Спальня была очень маленькой. И дверца шкафа открывалась только наполовину, потому что дальше ее не пускал борт кровати. В шкафу болталась проволока, и, когда Эми дернула за висящий конец, под потолком загорелась тусклая лампочка. Первое, что я заметил среди примерно дюжины разных предметов одежды, было то платье, которое она соорудила из больничного халата. А на полу — аккуратно в ряд — стояла обувь Лоноффа. Четыре пары, все четыре носками вперед, все черные и поношенные. Четыре пары обуви мертвого человека.
— Они точно в том виде, какими он их оставил.
— И ты каждый день на них смотришь.
— Утром и вечером. Иногда чаще.
— Никогда не бывает жутковато?
— Нет, напротив. Смотреть на его обувь утешительно.
— А коричневой у него не было? — спросил я.
— Никогда не носил коричневой обуви.
— И ты надеваешь их? Стоишь в них?
— Как ты узнал?
— Каждый делал бы это. Такова человеческая натура.
— Это мои сокровища.
— Я тоже дорожил бы ими.
— Хочешь взять себе одну пару, Натан?
— Tti очень долго их хранила. И не должна их предавать.
— А я бы и не предала. Просто передала бы дальше. Не хочу, чтобы все пропало, если меня убьет эта опухоль.
— И все-таки, думаю, ты должна оставить их у себя. Ведь никогда не знаешь, как все обернется.

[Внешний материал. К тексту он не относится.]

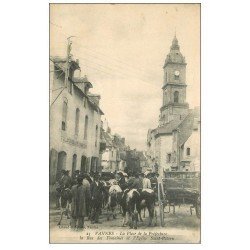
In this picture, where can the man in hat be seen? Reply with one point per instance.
(121, 181)
(65, 181)
(80, 194)
(96, 189)
(74, 177)
(146, 182)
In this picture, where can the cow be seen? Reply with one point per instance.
(147, 200)
(65, 203)
(133, 201)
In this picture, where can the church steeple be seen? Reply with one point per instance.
(175, 45)
(174, 104)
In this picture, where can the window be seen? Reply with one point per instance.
(176, 96)
(70, 86)
(74, 164)
(64, 114)
(77, 121)
(96, 135)
(86, 127)
(168, 158)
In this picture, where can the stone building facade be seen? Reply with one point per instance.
(75, 121)
(114, 156)
(175, 144)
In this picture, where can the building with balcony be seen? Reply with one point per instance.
(75, 120)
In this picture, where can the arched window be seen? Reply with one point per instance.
(96, 135)
(77, 121)
(64, 114)
(86, 127)
(176, 96)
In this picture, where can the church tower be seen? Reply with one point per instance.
(174, 86)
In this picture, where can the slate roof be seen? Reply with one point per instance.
(168, 127)
(185, 126)
(108, 138)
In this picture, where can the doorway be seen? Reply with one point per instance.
(61, 164)
(83, 164)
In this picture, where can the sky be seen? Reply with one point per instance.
(122, 48)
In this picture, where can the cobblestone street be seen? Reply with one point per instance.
(179, 227)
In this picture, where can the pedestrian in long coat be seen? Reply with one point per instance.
(96, 189)
(80, 193)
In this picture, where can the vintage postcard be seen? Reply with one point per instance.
(124, 123)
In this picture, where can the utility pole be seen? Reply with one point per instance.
(68, 59)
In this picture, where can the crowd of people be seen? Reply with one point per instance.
(88, 191)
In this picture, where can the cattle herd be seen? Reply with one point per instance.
(119, 193)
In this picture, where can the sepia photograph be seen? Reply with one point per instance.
(124, 123)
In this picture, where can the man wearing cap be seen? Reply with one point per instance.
(121, 181)
(146, 182)
(96, 189)
(65, 181)
(80, 194)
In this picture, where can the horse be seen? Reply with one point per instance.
(114, 199)
(65, 203)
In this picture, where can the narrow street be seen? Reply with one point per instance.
(178, 227)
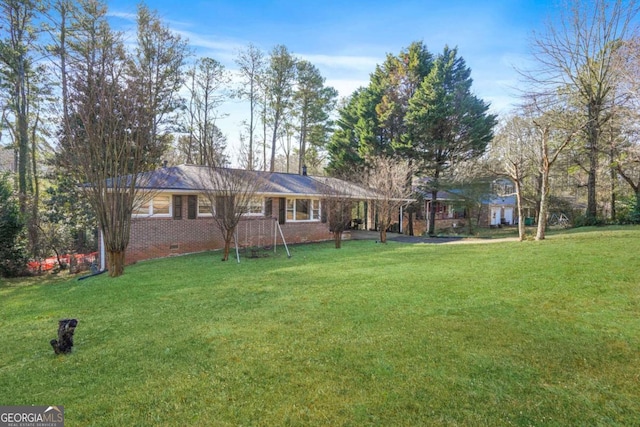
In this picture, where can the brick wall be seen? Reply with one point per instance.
(161, 237)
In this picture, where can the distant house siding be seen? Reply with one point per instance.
(161, 237)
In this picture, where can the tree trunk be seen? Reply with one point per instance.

Может, ты еще долгие годы будешь смотреть на них.
— Нет, Натан, думаю, я скоро умру.
— Храни все эти башмаки, Эми. Ради него, храни их там, где они сейчас.
Дернув за проволоку, она выключила свет и закрыла дверцу. Пройдя через кухню, мы вернулись к ней в кабинет. Я был вымотан, словно только что пробежал на предельной скорости десять миль.

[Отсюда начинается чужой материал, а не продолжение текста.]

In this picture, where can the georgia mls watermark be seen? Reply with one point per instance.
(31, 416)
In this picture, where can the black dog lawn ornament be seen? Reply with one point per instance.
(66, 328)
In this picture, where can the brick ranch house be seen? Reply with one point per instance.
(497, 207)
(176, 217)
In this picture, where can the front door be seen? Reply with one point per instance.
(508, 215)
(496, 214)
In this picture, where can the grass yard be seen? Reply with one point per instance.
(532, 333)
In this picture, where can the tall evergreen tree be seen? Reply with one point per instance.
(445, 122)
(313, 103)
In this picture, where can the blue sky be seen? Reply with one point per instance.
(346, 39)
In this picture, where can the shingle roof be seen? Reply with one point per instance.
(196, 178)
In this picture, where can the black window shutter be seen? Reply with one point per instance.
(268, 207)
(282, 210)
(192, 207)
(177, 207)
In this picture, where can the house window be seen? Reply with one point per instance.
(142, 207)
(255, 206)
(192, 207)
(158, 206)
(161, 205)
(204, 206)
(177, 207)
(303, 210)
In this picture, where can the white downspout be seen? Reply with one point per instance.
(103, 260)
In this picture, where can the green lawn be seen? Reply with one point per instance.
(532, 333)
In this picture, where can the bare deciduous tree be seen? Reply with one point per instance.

— А ты помнишь, о чем говорила с Климаном? — спросил я ее теперь, после того как посмотрел на его обувь. — Помнишь, о чем ему рассказала в последний раз?
— Не думаю, чтобы я что-то ему рассказывала.
— Ничего не рассказывала о Мэнни, о себе?
— Не знаю. Не могу точно сказать.
— Ты дала ему что-нибудь?
— С чего ты взял? Он сказал тебе, что дала?
— Он сказал, что у него фотокопия половины рукописи романа Мэнни. Сказал, что ты обещала дать остальное.
— Я никогда не сделала бы этого, не могла сделать!
— Но, может быть, это сделала опухоль?
— О Господи, Боже мой, только не это!
На столе лежали разрозненные страницы, и, волнуясь, она начала теребить их.
— Это страницы романа? — спросил я.
— Нет.
— Но роман здесь?
— Сама рукопись у меня в сейфе, в Бостоне. А копия — да, здесь.
— Работу над романом тормозил сюжет?
— Откуда ты знаешь? — спросила она с тревогой.
— Ты так сказала.
— Правда? Сама не знаю, что делаю. Не понимаю, что происходит. Хочу, чтоб никто не дергал меня с этой книгой. — Затем, поглядев на зажатые в руке страницы, она весело рассмеялась: — Блестящее письмо в «Таймс». Настолько блестящее, что они его даже не напечатали. Да мне и наплевать.
— Когда ты его написала? — спросил я.
— Несколько дней назад. Может, неделю. Они напечатали статью о Хемингуэе. Год назад. Или пять. В общем, не знаю. Эта статья где-то здесь. Я ее вырезала. А потом снова на нее наткнулась, и она так меня возмутила, что я села и написала письмо. Видишь ли, журналист поехал в Мичиган искать реальные прототипы героев тех рассказов, действие которых происходит на Верхнем полуострове. И я села и выложила им все, что об этом думаю.